Sixty three patients received STRUP+TUIBN and 61 received TURP. Surgical time, amount of prostate tissue resected, and blood loss was the same in both groups (all, p>0.05). The mean duration of follow-up was 9.02 and 8.53 months in patients receiving TURP and STRUP+TUIBN, respectively. At 6 months postoperatively, IPSS was 4.26±1.22 and 4.18±1.47 in patients receiving TURP and STRUP+TUIBN, respectively (p>0.05), and the Qmax in patients receiving STRUP+TUIBN was markedly higher than in those receiving TURP (28.28±6.46 mL/s vs. 21.59±7.14 mL/s; p<0.05). Bladder neck contracture and urinary tract infections were observed in 3 and 5 patients receiving TURP, respectively, and none in STURP.

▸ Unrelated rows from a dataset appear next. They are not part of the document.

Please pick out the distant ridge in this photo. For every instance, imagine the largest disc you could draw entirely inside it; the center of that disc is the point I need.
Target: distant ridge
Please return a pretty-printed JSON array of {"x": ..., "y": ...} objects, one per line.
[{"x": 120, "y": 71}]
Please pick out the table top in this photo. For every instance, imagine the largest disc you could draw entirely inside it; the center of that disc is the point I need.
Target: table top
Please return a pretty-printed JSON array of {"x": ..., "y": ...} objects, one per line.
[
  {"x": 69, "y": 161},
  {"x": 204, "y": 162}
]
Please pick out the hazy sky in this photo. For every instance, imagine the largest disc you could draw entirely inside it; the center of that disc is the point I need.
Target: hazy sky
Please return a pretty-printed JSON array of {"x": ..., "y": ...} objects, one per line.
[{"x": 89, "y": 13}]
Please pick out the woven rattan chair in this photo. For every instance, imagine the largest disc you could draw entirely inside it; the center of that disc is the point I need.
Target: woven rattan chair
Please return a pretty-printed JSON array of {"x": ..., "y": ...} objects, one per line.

STRUP+TUIBN may offer a more effective and safer alternative to TURP for small volume BPH patients.
经尿道前列腺切除术(TURP)治疗小体积良性前列腺增生(BPH)合并膀胱出口梗阻(BOO)的患者,其失败率较高。我们描述并报告了一种替代手术方法,即选择性经尿道前列腺切除术(STURP)联合经尿道膀胱颈切开术(TUIBN)的结果。
患者随机分为 TURP 组或 STRUP+TUIBN 联合 TUIBN 组。分别于基线、术后 1、3 和 6 个月评估最大尿流率(Qmax)、排尿量和残余尿量(PVR)。采用下尿路症状和 IPSS 评估治疗效果。
63 例患者接受了 STRUP+TUIBN 治疗,61 例患者接受了 TURP 治疗。两组的手术时间、切除的前列腺组织量和出血量均相同(均,p>0.05)。接受 TURP 和 STRUP+TUIBN 治疗的患者平均随访时间分别为 9.02 和 8.53 个月。术后 6 个月,接受 TURP 和 STRUP+TUIBN 治疗的患者的 IPSS 分别为 4.26±1.22 和 4.18±1.47(p>0.05),而接受 STRUP+TUIBN 治疗的患者的 Qmax 明显高于接受 TURP 治疗的患者(28.28±6.46 vs. 21.59±7.14 mL/s;p<0.05)。接受 TURP 治疗的患者中有 3 例出现膀胱颈挛缩,5 例出现尿路感染,而接受 STRUP+TUIBN 治疗的患者中均未出现。
对于小体积 BPH 患者,STRUP+TUIBN 可能是 TURP 的一种更有效、更安全的替代方法。